In deze herberg leert ze Abraham Claeszoon Outgers kennen, een 35-jarige scheepstrompetter. Hij maakt verre reizen naar bijvoorbeeld Afrika en als hij terugkomt van een van deze reizen, kust hij Geertje. Ze trouwen en Geertje gaat bij hem in huis wonen, maar tijdens de volgende reis verongelukt Abraham en zo wordt Geertje al na vier maanden huwelijk weduwe. Tijdens haar periode van rouw probeert ze een jongetje uit het water te redden terwijl ze niet kan zwemmen. Het jongen verdrinkt maar haar actie maakt zo'n indruk op de moeder, Geertruida Groot-Beets, echtgenoot van een rijke houthandelaar, dat zij aan Geertje vraagt om haar kindermeisje te worden.
Geertje stemt in en wordt kindermeisje van negen kinderen.

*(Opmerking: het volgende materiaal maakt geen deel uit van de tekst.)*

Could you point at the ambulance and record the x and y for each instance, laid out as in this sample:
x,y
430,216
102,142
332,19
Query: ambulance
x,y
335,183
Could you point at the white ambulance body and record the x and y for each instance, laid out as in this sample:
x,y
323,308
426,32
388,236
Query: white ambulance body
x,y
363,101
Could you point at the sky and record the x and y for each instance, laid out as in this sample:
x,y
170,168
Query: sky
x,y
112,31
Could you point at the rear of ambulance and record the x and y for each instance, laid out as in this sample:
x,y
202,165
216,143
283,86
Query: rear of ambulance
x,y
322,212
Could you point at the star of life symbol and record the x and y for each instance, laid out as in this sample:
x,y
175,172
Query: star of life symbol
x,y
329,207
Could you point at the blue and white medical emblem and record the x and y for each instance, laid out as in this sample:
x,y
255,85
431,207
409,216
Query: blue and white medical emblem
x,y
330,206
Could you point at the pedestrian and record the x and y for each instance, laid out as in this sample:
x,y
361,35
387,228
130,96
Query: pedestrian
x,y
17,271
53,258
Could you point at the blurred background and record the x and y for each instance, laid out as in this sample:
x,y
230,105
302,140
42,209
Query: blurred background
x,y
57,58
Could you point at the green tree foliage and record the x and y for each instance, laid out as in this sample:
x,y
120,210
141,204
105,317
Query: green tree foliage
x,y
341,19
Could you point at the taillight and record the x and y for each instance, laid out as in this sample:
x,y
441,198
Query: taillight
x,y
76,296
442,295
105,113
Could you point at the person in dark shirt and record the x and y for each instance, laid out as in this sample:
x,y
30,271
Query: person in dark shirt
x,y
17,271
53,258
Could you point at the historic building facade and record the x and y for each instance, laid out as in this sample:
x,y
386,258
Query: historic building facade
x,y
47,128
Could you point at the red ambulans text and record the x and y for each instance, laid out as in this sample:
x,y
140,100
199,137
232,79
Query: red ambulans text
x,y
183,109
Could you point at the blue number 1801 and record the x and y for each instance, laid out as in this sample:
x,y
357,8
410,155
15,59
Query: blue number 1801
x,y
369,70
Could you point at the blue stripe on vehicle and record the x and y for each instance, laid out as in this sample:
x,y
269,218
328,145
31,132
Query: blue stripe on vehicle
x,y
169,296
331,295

Ze voelt zich steeds meer onderdeel uitmaken van het warme gezin. Geertruida raakt weer zwanger en Geertje helpt bij de geboorte en bevrijdt de baby van de navelstreng om haar hals. Weer wordt ze een held genoemd en ze mag een naam uitkiezen voor de baby. Maar na enkele jaren zijn de kinderen ouder en de Beetsen wat armer, waardoor Geertje moet vertrekken. Ze trekt in bij haar broer en zijn vrouw Marij in Ransdorp om hen met de kinderen te helpen, maar ze krijgt het gevoel dat Marij niet echt op haar zit te wachten. Als ze van een dorpsgenoot hoort dat een beroemde schilder in Amsterdam een kindermeisje zoekt, grijpt ze die kans met beide handen aan om weg te kunnen gaan.
Rembrandt van Rijn zelf neemt haar aan en ze maakt ook kennis met zijn vrouw Saskia, die lijdt aan de tering, hun zoontje Titus van vijf maanden oud, en Saskia's zus Hiskia, die tijdelijk voor het jongetje gezorgd heeft. De laatste stelt haar voor aan Rembrandts leerlingen. Geertje neemt vol liefde en mededogen de zorg voor Titus en Saskia op zich. Rembrandt ziet ze weinig omdat hij druk is met een schuttersstuk. Niet veel later overlijdt Saskia. Geertje neemt de leiding over het huishouden en ziet dat Rembrandt veel schulden heeft. Ze probeert met Rembrandt te praten over meer werk aannemen en gaat zelf in de winkel werken. Beiden rouwen ze over hun overleden echtgenoten. Op een gegeven moment kan Geertje de verleiding niet weerstaan om Saskia's kleding te passen en als Rembrandt dat ziet, zoent hij haar. Er ontstaat een liefdesrelatie, eerst in het geheim, maar hoe meer mensen er vanaf weten en erover praten, des te opener ze erover worden. Geertjes broer Pieter reageert echter woest en wil haar nooit meer zien als ze de relatie niet eindigt. Geertje zegt hem dat hij met haar wil trouwen, maar Pieter weet dat dat helemaal niet kan, omdat dat in Saskia's testament staat. Om haar toch het gevoel te geven dat hij serieus is, geeft Rembrandt haar dan Saskia's sieraden, waaronder een met diamantjes bezette ring met een rozenmotief. Ook de mensen in het zogenaamd open en tolerante Amsterdam accepteren hun relatie niet, om niet te spreken over de kerk. De enige van Rembrandts kennissen die Geertje accepteert, is Oopjen Coppit, de weduwe van een oude jeugdvriend van Rembrandt.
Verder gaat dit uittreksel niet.